Exagero? Tente, então, caro leitor dessas loucas palavras, cheirar um aparelho digital e compare com o cheiro de um livro. Um querido amigo meu, cuja falta sinto até hoje, depois de vários anos, tinha por hábito levar ao nariz todo e qualquer livro que lhe caía nas mãos, mesmo antes de saber do que ele tratava, se era um romance ou um livro didático. Era essa relação íntima, de cheirar um amigo, de cheirar o que se gosta, que o livro nos proporciona.
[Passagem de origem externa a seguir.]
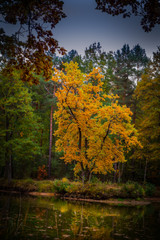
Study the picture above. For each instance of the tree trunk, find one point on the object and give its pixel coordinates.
(51, 136)
(145, 171)
(50, 142)
(8, 156)
(115, 172)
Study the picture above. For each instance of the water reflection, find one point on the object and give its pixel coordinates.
(41, 218)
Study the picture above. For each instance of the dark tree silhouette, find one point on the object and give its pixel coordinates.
(148, 10)
(27, 47)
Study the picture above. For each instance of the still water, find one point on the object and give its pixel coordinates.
(48, 218)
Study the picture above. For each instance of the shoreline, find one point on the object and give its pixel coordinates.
(112, 201)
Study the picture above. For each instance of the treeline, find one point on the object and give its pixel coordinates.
(27, 125)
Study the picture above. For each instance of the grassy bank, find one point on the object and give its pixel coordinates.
(98, 191)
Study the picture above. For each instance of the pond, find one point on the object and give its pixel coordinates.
(23, 217)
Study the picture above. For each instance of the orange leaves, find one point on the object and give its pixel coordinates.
(91, 133)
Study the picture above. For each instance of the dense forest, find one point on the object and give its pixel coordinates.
(109, 100)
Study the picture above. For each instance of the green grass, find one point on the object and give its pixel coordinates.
(96, 190)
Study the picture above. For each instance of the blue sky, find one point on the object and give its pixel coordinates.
(84, 25)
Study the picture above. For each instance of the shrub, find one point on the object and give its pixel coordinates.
(61, 186)
(150, 189)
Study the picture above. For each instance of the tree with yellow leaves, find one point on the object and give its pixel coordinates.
(93, 130)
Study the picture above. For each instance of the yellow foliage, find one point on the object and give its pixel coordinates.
(90, 133)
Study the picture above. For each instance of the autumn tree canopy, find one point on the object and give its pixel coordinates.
(93, 130)
(26, 35)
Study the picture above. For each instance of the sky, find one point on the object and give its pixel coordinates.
(85, 25)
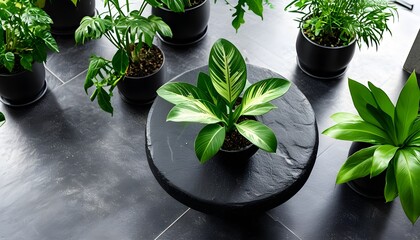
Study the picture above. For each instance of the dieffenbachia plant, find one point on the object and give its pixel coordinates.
(214, 102)
(393, 131)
Nossas narinas são um órgão muito especial: guarda cheiros de que nem nos lembramos mais e nos fazem sonhar quando os respiramos de novo. E há cheiros inauditos, cheiros improváveis, cheiros de tempos e de memórias de que não desconfiamos que estão ali, guardados, catalogados, prontos para nos transportar para momentos esquecidos e, às vezes, jamais relembrados, mas que nos emocionam e nos fazem encher de lágrimas os olhos ou nos provocam um sorriso nos lábios.
Ah, os cheiros... Veja bem que estou falando de cheiros, não de perfumes, que esses, os perfumes, são cheiros que pertencem a categorias especiais de especiarias e requintes reportados por alquimistas e químicos, artificializados por pesquisas e experimentos. Já os cheiros, e dentre eles os cheiros dos livros, são categorias espontâneas e volúveis, não provocadas, naturalmente captadas por nossas narinas e devidamente registradas por um determinado acontecimento ou momento de que podemos nos esquecer, sim, podemos esquecer o momento e o acontecimento, mas não podemos esquecer o cheiro daquele momento ou daquele acontecimento. E tantos são os cheiros que nos perseguem pela vida afora quantos são os livros que lemos, mas enquanto estou aqui a falar de cheiros, e lembrando de quantos cheiros está povoada a minha lembrança olfativa, quero terminar dizendo, por isso mesmo, por causa dessas tantas lembranças, que, se tirarem as crianças da sala, posso aprofundar o assunto para outras áreas tão ou mais prazerosas que a leitura.